There has been an explosion of research on marine microbial foodweb processes in the past decade. Today it is widely accepted that about 50% of the primary production in marine and fresh water is processed by bacteria each day (Williams, 1981; Cole et al., 1988). This striking finding was stimulated, as others have noted, by the introduction of convenient methods for the estimation of microbial biomass and activities in natural waters. Hobbie et al. (1977) and Watson et al. (1977) demonstrated conclusively that bacterial populations in the sea were large.
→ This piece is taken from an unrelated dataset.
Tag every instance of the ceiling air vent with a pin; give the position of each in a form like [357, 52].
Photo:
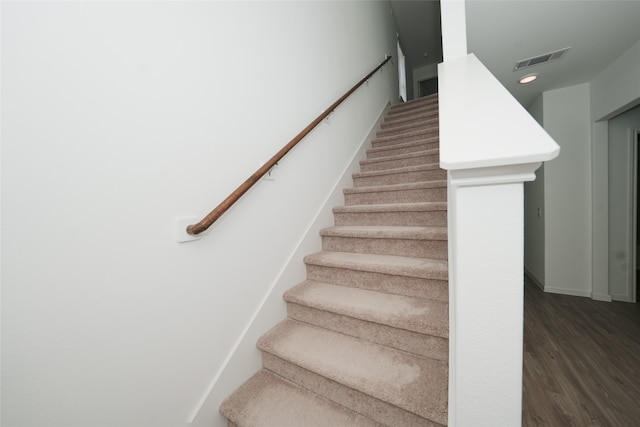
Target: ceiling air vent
[540, 59]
By 1980, in addition to the pioneering and prescient work by Sorokin (e.g., Sorokin, 1971, 1973), reports of bacterial production measurements had begun to emerge (Sieburth et al., 1977; Karl, 1979; Larsson and Hagstrom, 1979; Fuhrman and Azam, 1980). Brock (1971) and Sieburth (1977) wrote early reviews on the subject, and Pomeroy (1974) introduced the importance of marine microbial processes to a large audience. In this chapter we review recent research on bacterial production in the ocean. The emphasis is on the open sea, but we will also discuss other marine habitats, partly because there are still few comprehensive studies of oceanic bacterial production. There is an equally large and rapidly growing literature on bacterial production in fresh waters (Cole et al., 1988; Currie, 1990) which deserves a review of its own, as well as comparison with the marine findings (Hobbie, 1988). We will not review related work in sediments, nor for the most part, related work on bacteriovores.